In this case, what the Five Valleys School District did was admirable. But most inner city districts don't even have this option. The local Tribal Council voted to set up a casino. They used the casino money to offset ALL federal and state funding and told them both to take No Child Left Behind and stuff it.

Then they cleaned up the school, raised the salaries of the teachers, and implemented a number of cultural programs, like teaching the kids their own language, and traditional arts and crafts. They set a goal of having each individual student make 10 points of progress each year. If they didn't, tutors and other mentors were brought in to help these individual children. And guess what - the school is doing much better. They still aren't at 95% (where the bar is today) but they are above 50% now. And that's quite an achievement.


If these mass firings, cuts to funding, privatization and other schemes such as this continue, we will have no more public schools. Millions of kids will be left behind - illiterate and completely unemployable. Is this what we really want?

President Obama says that education is an economic issue. That is correct. But the simple cost-benefit analysis does not work for education. How do you measure the value of a child learning to love learning? How do you measure the value of a child enjoying a finger-painting class? (Those disappeared along with all other art, music and physical education classes). How do you measure the value of kids who don't know how to understand critical thinking? (Not taught in K-12 under either regime) There are hundreds of positive aspects of a well-rounded, positive education that simply cannot be measured in dollars and cents. And basing teacher firings on test scores on tests that do not measure a child's true learning - or their potential for future learning is not helpful in the least.

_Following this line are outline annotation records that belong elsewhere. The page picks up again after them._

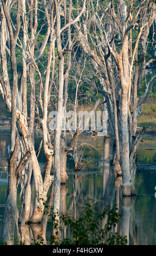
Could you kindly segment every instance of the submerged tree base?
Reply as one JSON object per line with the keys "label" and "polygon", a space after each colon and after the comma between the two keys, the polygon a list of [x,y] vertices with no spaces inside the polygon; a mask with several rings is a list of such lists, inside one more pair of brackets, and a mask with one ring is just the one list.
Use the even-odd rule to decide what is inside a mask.
{"label": "submerged tree base", "polygon": [[131,186],[130,184],[121,185],[122,194],[123,197],[131,197]]}

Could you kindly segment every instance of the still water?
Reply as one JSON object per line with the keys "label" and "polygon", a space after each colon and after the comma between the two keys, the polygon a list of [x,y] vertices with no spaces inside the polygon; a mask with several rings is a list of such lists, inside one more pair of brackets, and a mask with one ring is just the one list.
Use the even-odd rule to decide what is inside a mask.
{"label": "still water", "polygon": [[[66,186],[62,186],[61,188],[61,211],[71,214],[75,217],[80,214],[82,206],[86,203],[88,198],[93,199],[94,202],[98,204],[99,211],[103,209],[107,205],[114,205],[114,204],[116,203],[118,187],[120,182],[120,180],[118,181],[118,182],[115,182],[113,171],[109,167],[109,162],[103,161],[105,149],[103,138],[81,135],[79,139],[79,145],[81,145],[81,147],[80,147],[80,154],[81,155],[82,162],[84,163],[84,168],[77,173],[74,173],[73,162],[69,157],[67,163],[68,180]],[[36,149],[39,147],[40,141],[40,138],[36,138]],[[86,145],[84,146],[83,144],[84,141],[87,141],[87,146]],[[121,208],[120,206],[121,214],[124,209],[125,210],[127,208],[126,210],[127,210],[127,209],[129,208],[129,216],[128,215],[126,219],[125,217],[125,219],[122,217],[121,220],[121,225],[118,228],[118,231],[120,232],[120,234],[122,234],[122,232],[125,230],[123,230],[125,234],[128,236],[129,245],[156,245],[155,221],[156,166],[154,162],[156,137],[148,136],[147,138],[145,136],[143,141],[138,150],[138,170],[136,172],[135,177],[137,196],[132,200],[132,203],[131,202],[129,205],[128,203],[128,206],[127,203],[126,206],[122,205]],[[8,150],[9,150],[9,130],[3,130],[1,128],[0,130],[1,237],[8,187],[6,159]],[[41,168],[43,169],[45,159],[42,153],[40,153],[39,159]],[[49,194],[49,202],[51,200],[51,203],[53,198],[50,198],[50,191]],[[20,203],[21,199],[18,194],[17,204],[19,209]],[[43,236],[46,237],[46,240],[48,241],[51,234],[51,228],[50,225],[47,224],[47,220],[44,217],[41,229],[42,228],[43,231],[44,230]],[[33,228],[32,230],[33,233]],[[65,231],[64,230],[64,232]]]}

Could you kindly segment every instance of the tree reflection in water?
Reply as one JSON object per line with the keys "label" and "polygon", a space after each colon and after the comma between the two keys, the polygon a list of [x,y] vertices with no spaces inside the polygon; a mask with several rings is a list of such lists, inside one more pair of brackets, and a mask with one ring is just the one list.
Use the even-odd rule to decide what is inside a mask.
{"label": "tree reflection in water", "polygon": [[[3,142],[1,143],[1,147],[3,144]],[[86,172],[84,174],[83,172],[81,173],[75,172],[74,176],[70,175],[69,181],[66,185],[60,185],[59,188],[60,190],[60,212],[64,215],[66,214],[72,215],[73,217],[76,219],[81,216],[82,207],[86,204],[88,198],[93,199],[93,203],[96,203],[99,209],[99,211],[101,212],[104,209],[107,209],[108,206],[113,208],[116,204],[118,211],[121,215],[122,217],[118,224],[113,228],[112,231],[114,234],[118,233],[119,235],[126,235],[128,244],[130,241],[131,243],[134,244],[136,236],[134,210],[135,198],[122,198],[121,193],[122,178],[121,176],[116,177],[114,175],[113,170],[109,167],[109,138],[108,137],[103,139],[102,155],[101,156],[101,161],[99,161],[98,163],[99,168],[102,170],[100,174],[98,171],[97,175],[95,174],[95,172],[94,174],[92,174],[92,172],[88,173],[88,174],[86,174]],[[34,187],[33,179],[31,180],[31,187]],[[100,187],[99,184],[101,184]],[[56,194],[54,194],[54,183],[53,183],[47,201],[47,204],[49,207],[53,205],[55,197],[56,196]],[[31,196],[31,208],[30,208],[31,212],[33,211],[33,209],[32,209],[34,205],[33,201],[34,201],[34,198],[33,196]],[[103,228],[107,223],[107,218],[106,216],[105,218],[102,220],[101,228]],[[21,242],[25,245],[38,243],[48,244],[53,231],[51,220],[48,215],[43,216],[41,223],[28,223],[22,228],[21,228],[20,223],[18,224],[18,221],[19,218],[17,208],[17,212],[15,216],[15,227],[12,227],[10,224],[5,225],[7,230],[5,230],[5,235],[8,236],[8,244],[14,244],[15,241],[16,243]],[[48,225],[48,223],[50,223],[51,225]],[[16,236],[17,234],[17,237],[15,237],[15,240],[14,236],[16,227],[17,230],[17,232],[16,231]],[[19,233],[20,231],[20,233]],[[62,240],[69,238],[70,230],[64,224],[63,224],[62,231],[60,231],[59,235]]]}

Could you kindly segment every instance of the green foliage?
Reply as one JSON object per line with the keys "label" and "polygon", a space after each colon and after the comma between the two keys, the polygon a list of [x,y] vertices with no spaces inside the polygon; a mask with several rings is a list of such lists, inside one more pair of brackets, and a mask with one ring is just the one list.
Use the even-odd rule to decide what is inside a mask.
{"label": "green foliage", "polygon": [[[99,213],[99,209],[89,204],[83,207],[82,214],[76,220],[69,215],[58,212],[54,214],[53,208],[45,205],[44,214],[52,218],[55,235],[50,239],[51,245],[124,245],[127,242],[125,236],[120,236],[112,232],[121,216],[116,212],[116,208],[104,210]],[[107,217],[104,227],[101,228],[102,221]],[[59,225],[60,220],[60,225]],[[61,240],[59,236],[63,224],[69,228],[71,238]]]}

Arne Duncan is really pushing hard for charter schools. The verdict is in on them. Some are better, some are worse, and most are the same - just like public schools in general. And charter schools are unaccountable, discriminatory, in a majority of cases, religious. Where the real advances are is in Magnet Schools. These schools are accountable to the voters, are run by public school districts, and achieve far greater results with their focus on real-world application-type learning. Magnet Schools are by almost every measure - far better than regular public schools and charter schools alike.

I don't know what the best way is to reform our schools. But the way we are going now is only going to ruin everything. In this Race, far too many of our children are truly being Left Behind.